En las últimas dos décadas, un nuevo grupo de millonarios ha surgido en República Dominicana. No llevan apellidos tradicionales ni estudiaron en universidades suizas. Vienen del arte urbano, del TikTok, del Congreso o de negocios con origen tan humilde como una barbería o una página de Facebook.
¿Cómo se hicieron ricos?
Algunos empezaron desde abajo. Otros simplemente estaban en el lugar correcto con la gente correcta. Hay exponentes urbanos con contratos millonarios en Miami, diputados con declaraciones juradas que no resisten una auditoría, y «emprendedores» digitales que, sin productos visibles, exhiben vidas de lujo en redes sociales.

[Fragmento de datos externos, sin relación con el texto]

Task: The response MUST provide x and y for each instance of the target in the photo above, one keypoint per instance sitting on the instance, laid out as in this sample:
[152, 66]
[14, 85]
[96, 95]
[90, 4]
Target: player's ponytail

¿Por qué no se habla de ellos?
Porque es incómodo. Porque muchos están conectados con estructuras de poder, y porque en el país a veces confundimos éxito con ostentación. ¡Pero no todos los Lamborghinis vienen con facturas limpias!
El fenómeno social
Estos nuevos ricos son el nuevo sueño dominicano: hacerse millonario sin jefes, sin reglas, y sin dar explicaciones. Algunos lo han logrado limpiamente. Otros, simplemente… lo han logrado.
¿Está mal soñar con el ascenso rápido? No. Pero está bien preguntar cómo se subió tan rápido.